When your
feed and Stories trays go stale, or your follower count stops rising, you drift
away from Instagram . That’s why the app is rolling out two big new features
designed to connect you to new people and diversify your graph so there’s
always something surprising to look at and like.
Today
Instagram launches its QR Snapcode-style Nametags globally on iOS and Android,
after TechCrunch broke the news on the feature back in March and April. Though
not technically QR codes, they’re scanned like them to let you follow people
you meet offline. Here’s a look at how they work:
The
customizable codes are accessible from the three-line hamburger menu on your
profile. They can be scanned when other users tap and hold on your code through
the Instagram Stories camera or Scan Nametag button on your own Nametag to
instantly follow you. You can add colors, emojis or AR-embellished selfies to
your Instagram Nametag, show it off on your phone to help people follow you in
person, put it on your website or social media or message it to friends through
SMS, WhatsApp, Messenger and more.
It’s
actually surprising it took this long for Instagram to copy Snapchat’s
Snapcodes that debuted for profiles in 2015 and were later expanded to open
websites and unlock AR filters. Facebook Messenger launched its own QR codes in
April 2017, though it never quite caught on.

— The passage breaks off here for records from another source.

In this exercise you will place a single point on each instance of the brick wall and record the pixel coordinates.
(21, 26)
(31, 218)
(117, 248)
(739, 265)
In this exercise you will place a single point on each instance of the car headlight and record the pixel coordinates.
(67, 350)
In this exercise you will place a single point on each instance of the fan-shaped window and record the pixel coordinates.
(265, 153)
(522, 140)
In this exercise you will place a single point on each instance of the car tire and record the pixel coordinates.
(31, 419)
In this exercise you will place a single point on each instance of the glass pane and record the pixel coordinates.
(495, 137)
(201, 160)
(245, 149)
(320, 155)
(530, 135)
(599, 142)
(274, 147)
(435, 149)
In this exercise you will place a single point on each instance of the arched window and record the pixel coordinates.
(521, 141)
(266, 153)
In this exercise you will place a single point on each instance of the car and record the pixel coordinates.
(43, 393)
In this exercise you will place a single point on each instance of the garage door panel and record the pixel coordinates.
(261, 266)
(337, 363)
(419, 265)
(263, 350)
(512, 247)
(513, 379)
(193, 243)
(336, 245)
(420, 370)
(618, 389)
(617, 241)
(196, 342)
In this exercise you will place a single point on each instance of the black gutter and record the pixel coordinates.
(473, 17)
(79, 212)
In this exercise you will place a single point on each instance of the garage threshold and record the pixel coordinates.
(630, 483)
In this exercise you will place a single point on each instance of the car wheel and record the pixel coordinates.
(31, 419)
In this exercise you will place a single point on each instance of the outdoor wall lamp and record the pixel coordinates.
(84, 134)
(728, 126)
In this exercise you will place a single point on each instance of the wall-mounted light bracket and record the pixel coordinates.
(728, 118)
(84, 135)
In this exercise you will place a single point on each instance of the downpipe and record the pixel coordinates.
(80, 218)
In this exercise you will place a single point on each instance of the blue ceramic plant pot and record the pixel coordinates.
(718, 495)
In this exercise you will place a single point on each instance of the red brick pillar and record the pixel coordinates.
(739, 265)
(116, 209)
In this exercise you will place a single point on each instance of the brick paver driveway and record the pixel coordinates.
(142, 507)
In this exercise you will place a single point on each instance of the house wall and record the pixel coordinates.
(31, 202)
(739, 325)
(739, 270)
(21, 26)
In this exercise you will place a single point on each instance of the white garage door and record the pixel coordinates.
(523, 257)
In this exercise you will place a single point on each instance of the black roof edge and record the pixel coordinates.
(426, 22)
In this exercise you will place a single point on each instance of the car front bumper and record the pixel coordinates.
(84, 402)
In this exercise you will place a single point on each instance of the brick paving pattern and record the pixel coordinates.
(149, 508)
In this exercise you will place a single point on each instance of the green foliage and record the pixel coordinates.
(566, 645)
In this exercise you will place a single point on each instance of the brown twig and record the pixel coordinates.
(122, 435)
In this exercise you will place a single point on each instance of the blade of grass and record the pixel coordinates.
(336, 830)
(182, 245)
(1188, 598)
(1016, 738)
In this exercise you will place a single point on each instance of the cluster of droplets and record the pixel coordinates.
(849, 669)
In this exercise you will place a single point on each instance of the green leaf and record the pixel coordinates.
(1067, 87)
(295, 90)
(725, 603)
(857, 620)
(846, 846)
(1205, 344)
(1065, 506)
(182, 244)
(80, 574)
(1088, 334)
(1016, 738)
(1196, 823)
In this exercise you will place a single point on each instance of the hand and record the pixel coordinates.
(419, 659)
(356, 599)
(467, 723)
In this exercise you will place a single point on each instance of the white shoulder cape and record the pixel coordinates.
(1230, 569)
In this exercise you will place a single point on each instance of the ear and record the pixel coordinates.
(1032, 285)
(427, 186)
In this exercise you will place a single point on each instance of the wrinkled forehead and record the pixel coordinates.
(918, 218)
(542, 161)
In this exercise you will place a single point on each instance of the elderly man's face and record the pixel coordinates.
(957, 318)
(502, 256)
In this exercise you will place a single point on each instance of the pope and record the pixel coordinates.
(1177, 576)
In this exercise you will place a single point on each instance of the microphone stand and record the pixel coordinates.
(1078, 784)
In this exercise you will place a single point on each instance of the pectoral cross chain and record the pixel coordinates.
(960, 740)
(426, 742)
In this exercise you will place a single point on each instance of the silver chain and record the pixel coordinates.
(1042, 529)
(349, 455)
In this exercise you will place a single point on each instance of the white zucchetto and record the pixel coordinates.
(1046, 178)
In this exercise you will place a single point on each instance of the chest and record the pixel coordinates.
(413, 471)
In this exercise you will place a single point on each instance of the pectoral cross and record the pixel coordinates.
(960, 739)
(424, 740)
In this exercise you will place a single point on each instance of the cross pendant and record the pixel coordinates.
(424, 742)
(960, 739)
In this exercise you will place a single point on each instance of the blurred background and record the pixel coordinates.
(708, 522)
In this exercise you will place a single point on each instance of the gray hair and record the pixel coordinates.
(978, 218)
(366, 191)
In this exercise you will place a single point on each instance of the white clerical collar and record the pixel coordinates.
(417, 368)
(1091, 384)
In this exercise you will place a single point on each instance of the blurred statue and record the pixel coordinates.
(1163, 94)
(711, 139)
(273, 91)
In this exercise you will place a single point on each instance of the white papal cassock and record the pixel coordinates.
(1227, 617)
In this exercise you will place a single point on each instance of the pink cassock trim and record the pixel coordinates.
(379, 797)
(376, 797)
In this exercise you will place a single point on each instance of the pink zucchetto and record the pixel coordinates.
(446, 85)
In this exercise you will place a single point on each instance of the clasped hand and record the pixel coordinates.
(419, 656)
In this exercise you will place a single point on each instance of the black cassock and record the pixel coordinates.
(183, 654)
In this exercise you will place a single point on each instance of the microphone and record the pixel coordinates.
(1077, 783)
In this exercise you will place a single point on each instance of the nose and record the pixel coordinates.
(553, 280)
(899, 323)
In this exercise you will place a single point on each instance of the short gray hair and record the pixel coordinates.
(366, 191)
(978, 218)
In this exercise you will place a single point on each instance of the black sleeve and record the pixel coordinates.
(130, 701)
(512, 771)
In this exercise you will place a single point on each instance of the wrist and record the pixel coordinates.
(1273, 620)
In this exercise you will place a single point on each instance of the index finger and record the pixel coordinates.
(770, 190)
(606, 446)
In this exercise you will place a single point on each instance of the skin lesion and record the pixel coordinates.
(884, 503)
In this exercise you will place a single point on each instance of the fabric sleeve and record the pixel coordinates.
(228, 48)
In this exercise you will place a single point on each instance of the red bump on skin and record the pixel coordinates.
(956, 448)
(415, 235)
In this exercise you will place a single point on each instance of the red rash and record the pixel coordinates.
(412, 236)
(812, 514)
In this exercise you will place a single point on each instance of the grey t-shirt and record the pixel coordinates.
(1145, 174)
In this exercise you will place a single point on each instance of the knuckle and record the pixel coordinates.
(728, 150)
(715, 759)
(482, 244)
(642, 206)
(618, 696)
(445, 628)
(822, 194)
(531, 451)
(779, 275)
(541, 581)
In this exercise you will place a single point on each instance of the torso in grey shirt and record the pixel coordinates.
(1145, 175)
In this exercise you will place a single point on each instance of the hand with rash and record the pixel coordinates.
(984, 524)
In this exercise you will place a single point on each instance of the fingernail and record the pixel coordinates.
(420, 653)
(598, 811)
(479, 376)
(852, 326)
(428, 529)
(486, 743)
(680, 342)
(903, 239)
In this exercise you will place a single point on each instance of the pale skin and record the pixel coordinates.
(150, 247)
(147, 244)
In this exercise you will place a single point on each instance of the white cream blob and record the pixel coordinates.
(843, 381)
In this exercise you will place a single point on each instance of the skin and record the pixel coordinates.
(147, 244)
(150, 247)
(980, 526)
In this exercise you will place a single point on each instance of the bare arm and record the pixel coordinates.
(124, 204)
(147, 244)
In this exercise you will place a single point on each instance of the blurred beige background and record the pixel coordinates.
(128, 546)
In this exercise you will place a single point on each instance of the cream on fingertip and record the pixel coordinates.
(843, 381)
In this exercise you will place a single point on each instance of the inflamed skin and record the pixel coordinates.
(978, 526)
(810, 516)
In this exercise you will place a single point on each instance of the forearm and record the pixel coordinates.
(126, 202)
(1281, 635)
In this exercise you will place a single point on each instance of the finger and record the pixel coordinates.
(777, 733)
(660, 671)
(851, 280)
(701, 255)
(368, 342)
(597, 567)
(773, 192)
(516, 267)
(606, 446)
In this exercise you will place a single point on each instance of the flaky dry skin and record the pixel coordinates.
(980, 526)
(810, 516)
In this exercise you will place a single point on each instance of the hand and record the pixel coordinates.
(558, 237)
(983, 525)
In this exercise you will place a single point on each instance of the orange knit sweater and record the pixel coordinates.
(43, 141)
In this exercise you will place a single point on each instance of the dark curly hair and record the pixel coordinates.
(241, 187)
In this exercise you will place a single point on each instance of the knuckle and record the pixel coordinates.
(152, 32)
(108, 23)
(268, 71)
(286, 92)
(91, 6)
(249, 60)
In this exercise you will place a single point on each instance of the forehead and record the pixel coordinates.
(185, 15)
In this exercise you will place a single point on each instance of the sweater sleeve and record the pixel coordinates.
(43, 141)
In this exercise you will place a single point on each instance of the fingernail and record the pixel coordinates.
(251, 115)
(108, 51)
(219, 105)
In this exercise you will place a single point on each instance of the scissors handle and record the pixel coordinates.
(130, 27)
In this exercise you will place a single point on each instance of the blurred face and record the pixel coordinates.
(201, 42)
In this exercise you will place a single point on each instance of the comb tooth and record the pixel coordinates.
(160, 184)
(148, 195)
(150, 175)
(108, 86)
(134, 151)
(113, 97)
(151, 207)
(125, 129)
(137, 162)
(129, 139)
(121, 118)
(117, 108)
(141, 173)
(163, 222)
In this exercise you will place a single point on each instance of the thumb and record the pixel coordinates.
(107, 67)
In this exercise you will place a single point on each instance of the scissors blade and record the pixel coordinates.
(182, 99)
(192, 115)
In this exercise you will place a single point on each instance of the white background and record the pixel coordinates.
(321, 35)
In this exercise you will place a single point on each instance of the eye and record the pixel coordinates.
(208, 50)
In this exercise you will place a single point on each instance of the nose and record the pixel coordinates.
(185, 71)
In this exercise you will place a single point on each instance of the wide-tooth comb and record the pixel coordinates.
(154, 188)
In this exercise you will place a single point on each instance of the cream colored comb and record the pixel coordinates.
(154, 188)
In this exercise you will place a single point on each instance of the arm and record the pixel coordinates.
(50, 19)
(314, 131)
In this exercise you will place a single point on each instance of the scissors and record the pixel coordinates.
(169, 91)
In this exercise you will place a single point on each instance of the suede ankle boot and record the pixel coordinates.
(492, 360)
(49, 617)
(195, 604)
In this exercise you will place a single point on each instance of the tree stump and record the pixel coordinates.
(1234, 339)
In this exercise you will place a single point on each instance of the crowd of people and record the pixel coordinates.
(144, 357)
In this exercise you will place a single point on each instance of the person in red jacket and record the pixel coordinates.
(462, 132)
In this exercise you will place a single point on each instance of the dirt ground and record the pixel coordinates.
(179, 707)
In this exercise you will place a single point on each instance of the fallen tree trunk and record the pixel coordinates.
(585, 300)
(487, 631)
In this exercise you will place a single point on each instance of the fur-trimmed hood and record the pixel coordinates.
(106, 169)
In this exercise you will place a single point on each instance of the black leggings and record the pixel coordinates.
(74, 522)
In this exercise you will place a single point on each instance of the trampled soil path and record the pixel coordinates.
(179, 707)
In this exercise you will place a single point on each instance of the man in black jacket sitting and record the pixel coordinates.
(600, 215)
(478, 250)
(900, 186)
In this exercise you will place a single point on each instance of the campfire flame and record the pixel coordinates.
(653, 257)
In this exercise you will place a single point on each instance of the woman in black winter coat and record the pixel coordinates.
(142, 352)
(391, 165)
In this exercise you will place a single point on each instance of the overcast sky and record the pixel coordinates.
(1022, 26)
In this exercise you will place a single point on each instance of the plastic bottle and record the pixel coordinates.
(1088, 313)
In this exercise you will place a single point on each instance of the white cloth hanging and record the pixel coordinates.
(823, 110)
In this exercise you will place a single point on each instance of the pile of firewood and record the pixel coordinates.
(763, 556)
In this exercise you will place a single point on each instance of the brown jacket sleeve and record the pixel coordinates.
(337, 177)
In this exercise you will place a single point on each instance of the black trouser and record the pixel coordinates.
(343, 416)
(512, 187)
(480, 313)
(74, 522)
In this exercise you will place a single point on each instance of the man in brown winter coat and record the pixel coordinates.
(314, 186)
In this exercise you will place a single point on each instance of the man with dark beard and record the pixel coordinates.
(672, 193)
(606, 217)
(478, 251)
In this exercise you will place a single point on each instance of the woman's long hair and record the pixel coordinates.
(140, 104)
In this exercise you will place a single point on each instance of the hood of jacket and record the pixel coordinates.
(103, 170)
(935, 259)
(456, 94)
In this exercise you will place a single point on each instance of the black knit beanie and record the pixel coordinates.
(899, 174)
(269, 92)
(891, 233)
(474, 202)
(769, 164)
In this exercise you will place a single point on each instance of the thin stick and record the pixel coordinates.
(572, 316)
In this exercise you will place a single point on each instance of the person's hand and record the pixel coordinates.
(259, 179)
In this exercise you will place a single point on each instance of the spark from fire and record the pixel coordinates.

But they make a ton of sense on
Instagram because it’s tougher to share links on the app, people often treat it
as their primary presence on the web that they want to promote and because
businesses are increasingly relying on the app for commerce. It’s easy to
imagine brands putting their Instagram Nametags on billboards and posters, or
buying ads to promote them around the web.
The school
communities feature harkens back to Facebook’s origins, when users could
actually set their privacy to show all their content to everyone in their
school. Here you won’t be able to instantly expose your private Instagram to
everyone from your school. You could imagine a freshman in college going
through their network to discover new potential friends to follow, or an alumni
seeking others from their alma mater in search of business or romance.
Instagram
relies on info users have publicly shared about their school and the people
they followed to verify if they were in fact a student or recent alumni of a
university. Rather than actively signing up, users will get a notification
prompting them to join the network. That’s a lot less reliable than using
university email addresses for verification like Facebook used to, but also a
lot simpler for users.
The company
does provide a tool for alerting it to misuse of the school communities feature
in case any sketchy older users are employing it as a stalking tool. Next to
each user’s name is an overflow menu of three dots where people can report
accounts they don’t think belong in a certain community.
The invite
method is reminiscent of the growth hacks that teen Q&A app TBH that
Facebook acquired was using. In what an internal memo called a “psychological
trick,” TBH scraped Instagram user profiles for school names, looking at school
location pages to find student accounts to invite them to join TBH. The teen
sensation was eventually shut down due to low usage; the memo called the tactic
too “scrappy” for a big public company, but now it’s found a home inside of
Instagram.
Today’s
launch is the first under Instagram’s new leader Adam Mosseri following the
resignation of the company’s founders. Critics are watching to see if Mosseri,
the former Facebook VP of News Feed and member of Mark Zuckerberg’s inner
circle, will push harder to drive growth and monetization for Instagram. Given
Instagram’s priority here is expanding its social graphs and keeping users
engaged, it seems willing to trade occasionally allowing or disallowing the
wrong people to reduce friction and juice growth.